During the lesson, Sangiuliano took notes using a form created by the New Teacher Center. He “scripted” her lessons in 5- to 10-minute increments, logging how many children paid attention and the strategies Coute used to keep them on track, address discipline issues and answer questions.

“One, two, eyes on me,” Coute said as she effortlessly transitioned the children to a game.

“Look at her now,” Sangiuliano said. “She’s so relaxed and confident. I didn’t expect to see so much growth in a year.”

After the children left for music class, Coute and Sangiuliano had 45 minutes to discuss the morning’s lesson.

Over the year, Sangiuliano helped Coute identify her struggling students and analyze their growth on tests and other assessments. Together they developed routines for the children to follow, and ways for Coute to transition between lessons.

During one math lesson last fall, Sangiuliano recalled, Coute asked the students 46 questions in 10 minutes.

“I don’t think I’ll ever forget that,” Coute said. “I had to learn how to slow everything down, and pace it. My voice was too loud; I had to bring the volume down. But without Gino, would I have picked up on those things?”

The first time the two met last September, Coute burst into tears. By Halloween, Coute wasn’t crying every day. Now, tears are rare.

“I am so excited for next year,” Coute said. “We’ve worked out some kinks, and I’ll be that much better.”

Sangiuliano will have a new crop of first-year teachers to coach.

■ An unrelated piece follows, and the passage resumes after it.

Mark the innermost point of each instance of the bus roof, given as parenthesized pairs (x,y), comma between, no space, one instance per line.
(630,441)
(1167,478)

“But she has my cell number,” he said. “She knows I’m here.”

Mentoring 101

  • Leadership buy-in is essential. Educate your organization’s leaders about the importance and goals of intensive mentoring. 
  • Quality is everything. Mentors should be masters of their profession who are chosen through a rigorous selection process. Determine the qualities you want in a mentor, develop an application specific to those goals and screen top candidates face to face.
  • Its a full-time job. Informal mentoring leaves little time for deep discussion. Ideally, mentoring is a paid, full-time job focused exclusively on helping novices. Coaches should receive ongoing training and support.
  • Its the right thing to do. Mentoring is humane. Leaving novices struggling is not.